The Ancient Sacred Tree: Birth of a Hero by author Dawnette N. Brenner is about a 12-year-old boy named Joshua who finds himself thrust into a magical land full of danger.
This book made me really emotional. Not only does the book cover a tough but important topic, how kids deal with divorce, but the quotes from anonymous children talking about divorce were heartbreaking. It really is important to remember that kids can be affected in different ways and often see more than people think, and like Joshua, often feel guilt. And on top of that, the book is also dealing with mental illness as Joshua is a pre-teen dealing with bipolar disorder. Having a book that deals with subjects like this is very important, and I feel that Brenner handled the subjects really well. This is the kind of book that readers can definitely connect to, both in how you deal with struggles and watching the struggles of others.
Brenner has done a fantastic job of entering into the mind of a child. The imaginative world that Joshua finds himself in is a great representation of the kind of imaginary places children make up to escape to. I loved how the land of Ice Plants and Norkels has not just a dreamlike quality but really captures how imaginary worlds are distorted versions of what we see and know. Things like Thragons that seem close to familiar but are a magic of their own. The imagery she uses really brings the fantastical world to life. The back and forth switch from the magical realm to the real world is disorienting, but it is clear that this was intentional as we watch Joshua dealing with the world around him.

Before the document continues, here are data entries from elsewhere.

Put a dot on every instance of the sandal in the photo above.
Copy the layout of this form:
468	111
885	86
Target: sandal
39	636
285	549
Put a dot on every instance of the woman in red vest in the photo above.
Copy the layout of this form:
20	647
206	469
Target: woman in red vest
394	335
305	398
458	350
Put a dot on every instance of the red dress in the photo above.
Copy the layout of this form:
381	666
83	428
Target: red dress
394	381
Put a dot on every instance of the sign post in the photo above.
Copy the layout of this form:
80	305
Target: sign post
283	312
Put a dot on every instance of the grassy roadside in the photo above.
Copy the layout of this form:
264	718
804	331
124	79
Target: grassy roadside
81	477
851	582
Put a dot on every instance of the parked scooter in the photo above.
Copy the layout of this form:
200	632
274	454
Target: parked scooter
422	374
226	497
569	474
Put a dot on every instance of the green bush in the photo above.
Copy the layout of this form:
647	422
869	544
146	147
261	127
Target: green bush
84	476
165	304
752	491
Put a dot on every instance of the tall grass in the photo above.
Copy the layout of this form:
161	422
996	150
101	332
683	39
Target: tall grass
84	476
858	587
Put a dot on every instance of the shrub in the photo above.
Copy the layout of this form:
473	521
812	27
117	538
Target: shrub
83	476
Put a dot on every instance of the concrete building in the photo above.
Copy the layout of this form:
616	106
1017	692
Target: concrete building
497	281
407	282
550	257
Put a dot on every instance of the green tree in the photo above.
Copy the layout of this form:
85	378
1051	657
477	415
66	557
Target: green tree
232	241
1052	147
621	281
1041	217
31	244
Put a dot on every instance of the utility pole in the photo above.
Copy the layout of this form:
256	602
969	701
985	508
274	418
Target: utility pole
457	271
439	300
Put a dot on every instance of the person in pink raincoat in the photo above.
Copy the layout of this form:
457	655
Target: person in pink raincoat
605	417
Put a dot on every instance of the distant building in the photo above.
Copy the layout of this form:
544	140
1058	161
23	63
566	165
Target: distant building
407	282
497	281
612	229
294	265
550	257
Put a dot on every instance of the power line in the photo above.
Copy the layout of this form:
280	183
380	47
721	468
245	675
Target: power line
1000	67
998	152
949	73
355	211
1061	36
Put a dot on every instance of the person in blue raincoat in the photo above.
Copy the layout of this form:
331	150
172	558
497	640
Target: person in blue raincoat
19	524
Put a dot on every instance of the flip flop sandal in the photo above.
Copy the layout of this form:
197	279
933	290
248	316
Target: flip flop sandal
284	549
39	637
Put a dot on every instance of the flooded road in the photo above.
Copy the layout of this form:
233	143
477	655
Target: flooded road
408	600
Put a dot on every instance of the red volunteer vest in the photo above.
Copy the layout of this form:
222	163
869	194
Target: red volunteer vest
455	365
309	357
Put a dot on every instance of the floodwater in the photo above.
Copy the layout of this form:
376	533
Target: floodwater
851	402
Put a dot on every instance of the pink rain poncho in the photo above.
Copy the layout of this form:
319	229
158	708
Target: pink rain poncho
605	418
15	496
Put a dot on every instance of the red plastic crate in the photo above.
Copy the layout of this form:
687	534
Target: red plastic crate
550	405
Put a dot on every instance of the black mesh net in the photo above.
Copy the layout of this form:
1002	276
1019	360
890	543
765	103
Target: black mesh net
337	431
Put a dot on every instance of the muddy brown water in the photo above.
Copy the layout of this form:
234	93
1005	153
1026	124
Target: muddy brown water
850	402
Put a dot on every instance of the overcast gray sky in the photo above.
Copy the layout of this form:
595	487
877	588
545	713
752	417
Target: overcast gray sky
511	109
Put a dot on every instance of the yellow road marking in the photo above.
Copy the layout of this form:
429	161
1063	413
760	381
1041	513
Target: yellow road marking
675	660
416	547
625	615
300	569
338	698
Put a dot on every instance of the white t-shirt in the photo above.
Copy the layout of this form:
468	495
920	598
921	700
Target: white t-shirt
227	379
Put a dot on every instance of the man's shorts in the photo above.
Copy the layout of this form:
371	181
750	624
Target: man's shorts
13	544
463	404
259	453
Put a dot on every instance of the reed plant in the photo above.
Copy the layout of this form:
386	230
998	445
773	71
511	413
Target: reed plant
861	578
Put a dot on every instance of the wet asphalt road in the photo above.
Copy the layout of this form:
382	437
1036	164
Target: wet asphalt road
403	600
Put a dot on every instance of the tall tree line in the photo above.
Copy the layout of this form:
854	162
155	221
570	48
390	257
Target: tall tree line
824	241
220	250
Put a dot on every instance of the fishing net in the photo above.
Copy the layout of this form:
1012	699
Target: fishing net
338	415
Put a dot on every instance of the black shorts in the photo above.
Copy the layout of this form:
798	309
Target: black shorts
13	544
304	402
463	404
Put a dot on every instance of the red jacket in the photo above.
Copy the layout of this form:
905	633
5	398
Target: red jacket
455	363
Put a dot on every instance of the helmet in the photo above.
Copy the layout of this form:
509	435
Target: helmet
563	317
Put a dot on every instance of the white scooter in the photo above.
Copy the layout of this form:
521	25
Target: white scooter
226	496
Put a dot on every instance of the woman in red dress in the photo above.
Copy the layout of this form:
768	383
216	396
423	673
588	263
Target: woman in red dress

Joshua is an incredible character who is dealing with a great deal both internally and externally. This book is a magical way of showing and handling tough subjects for your adult readers. I found this book to be enchanting to read, even when it made me want to cry, and I would highly recommend it. I would definitely give this book 5 stars for its unique creativity, and the extraordinary way it deals with its subject matter. I look forward to reading book two!